Незабываемы детские праздники у костра, которые Чуковский многие годы подряд устраивал в Переделкине. Дети всей округи собирались на них, ждали их, готовились загодя. Да и взрослым было интересно. Пропуском на костер служила пригоршня сосновых шишек, которые каждый обязан был самолично набрать в лесу. Надо было видеть, с какой серьезностью и с каким азартом проверял Корней Иванович наличие этого пропуска у каждого пришедшего независимо от возраста, и если иметь в виду взрослых, то и от занимаемого положения в обществе. Так что, будь ты даже солидным дядей, а все равно, если хочешь участвовать в общем веселье, изволь собирать шишки.

Я много раз участвовал в "чуковских кострах". Выступал на них, вспоминая свой довоенный детский репертуар. Приходил, как правило, с сыном.

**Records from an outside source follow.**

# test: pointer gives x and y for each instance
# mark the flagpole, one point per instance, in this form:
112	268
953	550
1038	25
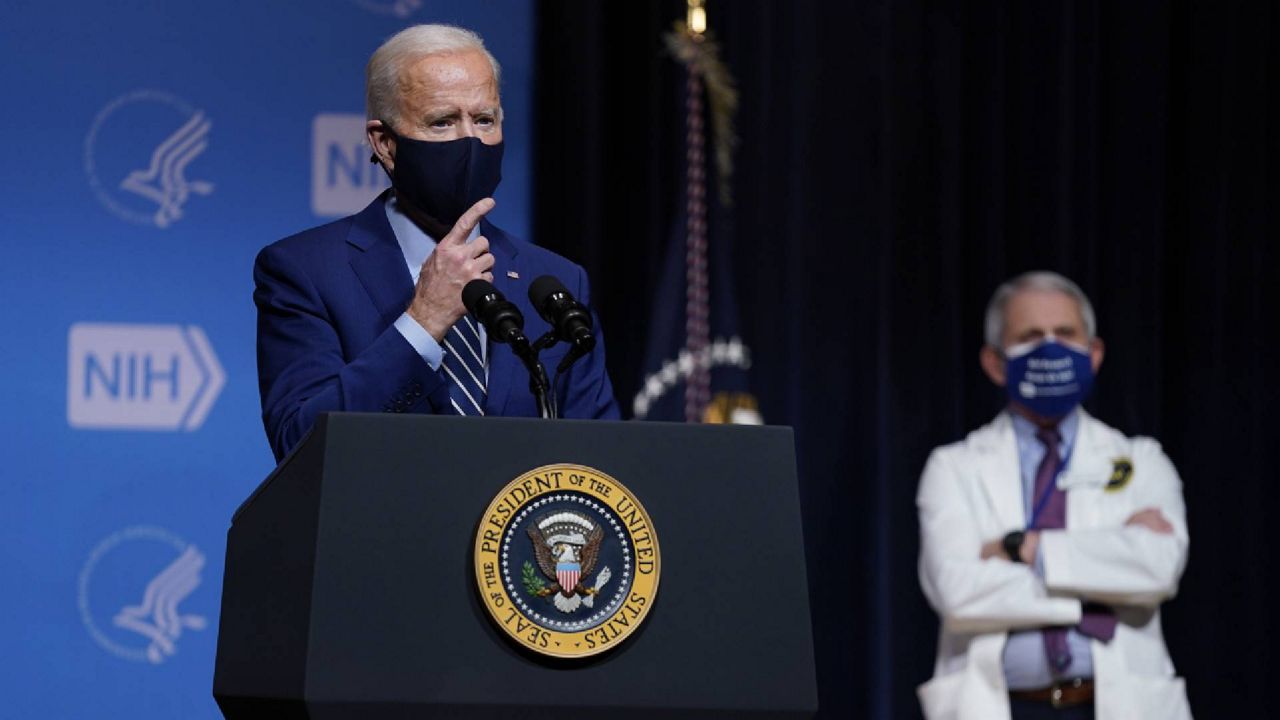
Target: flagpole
696	296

Костя – ему было тогда лет шесть – изображал, как падает дерево. Р-раз – и действительно падал как подкошенный. Чуковский хохотал до слез, просил бисировать. Вообще он любил Костю. Был первым зрителем его танцев. Когда узнал, что он рисует, устроил в Переделкине выставку его рисунков. Хвалил его, когда вышла книжка "Ранний восход", где В. Глоцером были собраны стихи и рассказы, написанные многими детьми, в том числе и Костины.

Впрочем, в последнем случае ему наверняка приходилось делать некоторое усилие над собой. Вступительную статью к этому сборнику писал Самуил Яковлевич Маршак. А ко всему, что делал Маршак, Чуковский относился в высшей степени ревниво и не мог, да и не хотел этого скрывать.